Chinese electric vehicle giant BYD is said to be talking with Jeep-maker Stellantis and other carmakers on taking over their plants in Europe as part of its international expansion drive, Bloomberg News reported Wednesday, citing a top executive.
The talks come weeks after Stellantis shocked investors with a 22-billion-euro (nearly $25.8-billion) write-down on its EV operations, saying it had overestimated demand for clean-energy cars.
“We are talking to not only Stellantis, we’re talking to other companies too,” Stella Li, BYD’s vice president in charge of international operations, said on the sidelines of an auto conference in London.
“We are looking for any available plant in Europe because we do want to utilise this kind of spare capacity,” she said.

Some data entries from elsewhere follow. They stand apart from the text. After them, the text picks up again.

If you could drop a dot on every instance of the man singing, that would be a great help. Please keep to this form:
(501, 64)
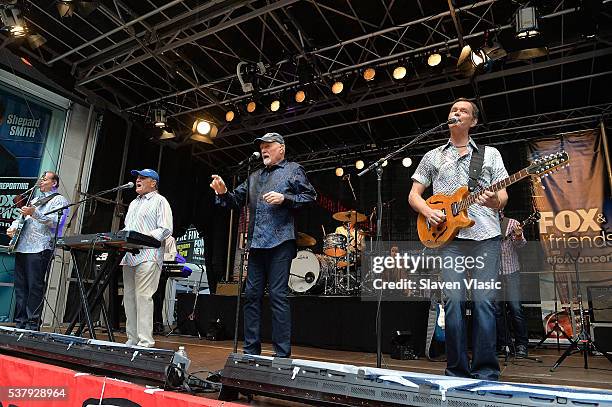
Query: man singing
(275, 191)
(151, 215)
(447, 169)
(34, 250)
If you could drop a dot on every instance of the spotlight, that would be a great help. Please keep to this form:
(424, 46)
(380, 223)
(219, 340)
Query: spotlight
(369, 74)
(167, 135)
(434, 59)
(13, 23)
(204, 128)
(470, 62)
(201, 138)
(337, 87)
(159, 117)
(399, 72)
(66, 8)
(300, 96)
(526, 22)
(36, 40)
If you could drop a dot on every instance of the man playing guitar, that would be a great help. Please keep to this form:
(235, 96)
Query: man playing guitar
(447, 168)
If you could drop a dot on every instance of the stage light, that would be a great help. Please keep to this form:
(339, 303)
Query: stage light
(399, 72)
(167, 135)
(201, 138)
(13, 23)
(369, 74)
(159, 117)
(434, 59)
(471, 62)
(300, 96)
(526, 22)
(36, 40)
(337, 87)
(204, 128)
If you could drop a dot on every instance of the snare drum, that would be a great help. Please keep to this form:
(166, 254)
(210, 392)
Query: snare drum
(334, 245)
(309, 272)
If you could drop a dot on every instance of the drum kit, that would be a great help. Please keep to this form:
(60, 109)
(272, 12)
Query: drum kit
(334, 272)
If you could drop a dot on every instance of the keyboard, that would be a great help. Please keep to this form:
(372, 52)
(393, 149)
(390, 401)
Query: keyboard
(124, 239)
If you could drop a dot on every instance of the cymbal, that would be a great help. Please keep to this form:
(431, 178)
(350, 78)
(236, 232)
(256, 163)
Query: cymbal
(351, 216)
(304, 240)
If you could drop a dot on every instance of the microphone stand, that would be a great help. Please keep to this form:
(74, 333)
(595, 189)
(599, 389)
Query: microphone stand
(378, 166)
(245, 252)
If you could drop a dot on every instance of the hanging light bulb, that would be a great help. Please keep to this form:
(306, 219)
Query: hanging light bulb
(399, 72)
(337, 87)
(300, 96)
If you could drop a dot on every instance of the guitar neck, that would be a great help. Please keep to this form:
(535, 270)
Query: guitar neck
(471, 198)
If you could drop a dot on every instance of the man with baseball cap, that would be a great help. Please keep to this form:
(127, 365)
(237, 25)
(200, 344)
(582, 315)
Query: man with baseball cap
(151, 215)
(275, 191)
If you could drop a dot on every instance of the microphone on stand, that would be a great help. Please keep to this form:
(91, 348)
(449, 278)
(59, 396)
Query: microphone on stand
(124, 186)
(453, 120)
(254, 156)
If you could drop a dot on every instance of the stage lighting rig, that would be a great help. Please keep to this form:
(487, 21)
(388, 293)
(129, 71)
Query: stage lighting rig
(247, 75)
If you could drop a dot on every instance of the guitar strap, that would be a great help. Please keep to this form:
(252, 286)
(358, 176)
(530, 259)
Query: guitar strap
(475, 167)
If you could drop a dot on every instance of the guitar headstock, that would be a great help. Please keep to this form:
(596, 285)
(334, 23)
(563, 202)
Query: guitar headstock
(549, 163)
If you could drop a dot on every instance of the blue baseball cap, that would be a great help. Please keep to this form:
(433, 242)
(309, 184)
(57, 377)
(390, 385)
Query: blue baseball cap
(147, 172)
(269, 138)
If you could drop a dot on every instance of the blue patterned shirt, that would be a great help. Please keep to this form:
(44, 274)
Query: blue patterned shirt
(38, 231)
(448, 171)
(271, 225)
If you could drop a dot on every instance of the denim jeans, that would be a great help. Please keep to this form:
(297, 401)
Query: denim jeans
(484, 358)
(30, 270)
(271, 267)
(511, 299)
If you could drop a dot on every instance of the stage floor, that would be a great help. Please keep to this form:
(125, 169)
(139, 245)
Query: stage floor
(211, 356)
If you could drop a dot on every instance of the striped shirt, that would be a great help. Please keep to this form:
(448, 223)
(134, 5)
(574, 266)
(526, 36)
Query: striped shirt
(447, 171)
(151, 215)
(510, 262)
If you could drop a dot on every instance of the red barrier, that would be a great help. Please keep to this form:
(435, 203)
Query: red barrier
(27, 383)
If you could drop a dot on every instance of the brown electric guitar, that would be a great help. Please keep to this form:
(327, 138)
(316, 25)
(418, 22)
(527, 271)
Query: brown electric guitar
(455, 206)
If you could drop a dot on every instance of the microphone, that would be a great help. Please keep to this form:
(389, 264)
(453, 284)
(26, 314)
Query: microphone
(453, 120)
(309, 277)
(254, 156)
(124, 186)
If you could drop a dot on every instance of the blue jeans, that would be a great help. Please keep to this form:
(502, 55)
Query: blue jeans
(484, 358)
(30, 270)
(512, 300)
(271, 267)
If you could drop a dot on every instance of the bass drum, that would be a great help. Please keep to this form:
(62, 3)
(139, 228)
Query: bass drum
(309, 272)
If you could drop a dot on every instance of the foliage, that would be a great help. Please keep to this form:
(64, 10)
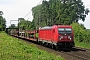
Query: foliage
(12, 26)
(81, 34)
(59, 12)
(16, 49)
(2, 22)
(25, 24)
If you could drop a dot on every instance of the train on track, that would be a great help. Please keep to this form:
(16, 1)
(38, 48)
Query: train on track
(56, 36)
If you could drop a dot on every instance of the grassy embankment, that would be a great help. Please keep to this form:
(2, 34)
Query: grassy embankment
(14, 49)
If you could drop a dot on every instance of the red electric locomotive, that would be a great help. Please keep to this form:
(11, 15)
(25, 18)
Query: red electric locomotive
(57, 36)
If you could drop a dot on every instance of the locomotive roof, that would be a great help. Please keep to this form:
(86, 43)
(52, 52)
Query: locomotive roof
(50, 27)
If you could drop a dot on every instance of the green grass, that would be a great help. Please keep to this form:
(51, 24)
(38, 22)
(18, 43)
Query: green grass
(15, 49)
(82, 45)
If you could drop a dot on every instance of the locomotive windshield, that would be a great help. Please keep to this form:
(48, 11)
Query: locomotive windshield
(64, 30)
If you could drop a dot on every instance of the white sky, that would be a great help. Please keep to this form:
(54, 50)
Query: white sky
(14, 9)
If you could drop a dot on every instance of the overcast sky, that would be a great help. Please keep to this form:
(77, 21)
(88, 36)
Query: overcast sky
(14, 9)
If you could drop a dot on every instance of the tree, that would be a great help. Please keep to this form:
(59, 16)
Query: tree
(59, 12)
(12, 26)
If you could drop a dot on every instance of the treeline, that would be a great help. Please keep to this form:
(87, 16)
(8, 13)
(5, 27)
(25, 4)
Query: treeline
(24, 24)
(59, 12)
(2, 22)
(80, 33)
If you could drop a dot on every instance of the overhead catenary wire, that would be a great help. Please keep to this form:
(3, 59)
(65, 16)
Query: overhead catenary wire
(31, 9)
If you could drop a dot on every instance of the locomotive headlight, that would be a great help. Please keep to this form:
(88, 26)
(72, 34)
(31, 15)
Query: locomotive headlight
(61, 37)
(70, 37)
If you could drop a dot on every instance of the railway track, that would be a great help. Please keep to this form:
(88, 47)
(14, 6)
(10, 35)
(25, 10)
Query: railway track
(75, 53)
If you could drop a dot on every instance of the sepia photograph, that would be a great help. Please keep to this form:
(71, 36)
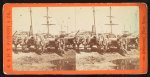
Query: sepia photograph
(75, 38)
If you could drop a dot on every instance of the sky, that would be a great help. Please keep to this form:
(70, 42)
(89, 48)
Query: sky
(76, 18)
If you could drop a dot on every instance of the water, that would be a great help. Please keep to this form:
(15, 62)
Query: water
(64, 64)
(126, 64)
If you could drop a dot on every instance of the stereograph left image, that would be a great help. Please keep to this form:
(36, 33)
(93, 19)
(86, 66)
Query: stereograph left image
(75, 38)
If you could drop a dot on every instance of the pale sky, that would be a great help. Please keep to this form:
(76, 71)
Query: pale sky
(127, 16)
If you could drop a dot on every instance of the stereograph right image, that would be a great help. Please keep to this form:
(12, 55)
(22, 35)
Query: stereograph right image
(75, 38)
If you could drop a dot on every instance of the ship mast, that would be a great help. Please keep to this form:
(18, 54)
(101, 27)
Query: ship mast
(110, 22)
(93, 26)
(31, 28)
(47, 24)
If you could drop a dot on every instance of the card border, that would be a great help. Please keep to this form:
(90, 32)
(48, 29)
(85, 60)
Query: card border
(7, 38)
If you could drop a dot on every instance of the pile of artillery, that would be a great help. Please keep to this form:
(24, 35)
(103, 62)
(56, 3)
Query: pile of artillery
(61, 43)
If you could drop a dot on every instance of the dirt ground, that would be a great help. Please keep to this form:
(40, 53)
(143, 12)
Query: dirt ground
(72, 60)
(107, 61)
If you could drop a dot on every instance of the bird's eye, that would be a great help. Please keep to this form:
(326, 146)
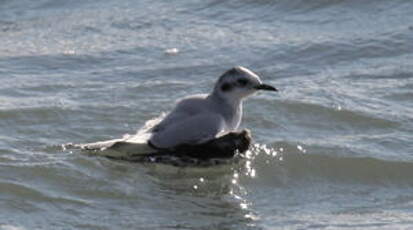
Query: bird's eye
(242, 82)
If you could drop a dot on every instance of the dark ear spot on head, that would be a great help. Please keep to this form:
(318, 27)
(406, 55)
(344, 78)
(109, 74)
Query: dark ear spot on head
(232, 71)
(226, 87)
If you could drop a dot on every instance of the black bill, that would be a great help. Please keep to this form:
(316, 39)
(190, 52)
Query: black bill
(265, 87)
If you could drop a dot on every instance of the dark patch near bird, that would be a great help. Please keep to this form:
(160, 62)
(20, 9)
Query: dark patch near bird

BYD last year became the world’s biggest seller of EVs, but its earnings have slumped due to weak domestic demand, leading it to seek out bigger markets overseas.
Stellantis announced last week that it was considering selling an underutilized factory in Spain to its Chinese joint venture partner Leapmotor.
Stellantis, the French-Italian group whose brands also include Peugeot and Fiat, did not immediately comment when asked about the report by Agence France-Presse (AFP).
The European car market has not fully recovered from the COVID-19 pandemic downturn and their factories are operating on average at only half capacity.
They also face an onslaught from Chinese carmakers, whose rapidly advancing technical prowess and low production costs pose major risks to global rivals.
Li also said BYD is looking at snapping up legacy brands in Europe that are struggling, citing Stellantis’s Maserati luxury brand as “very interesting.”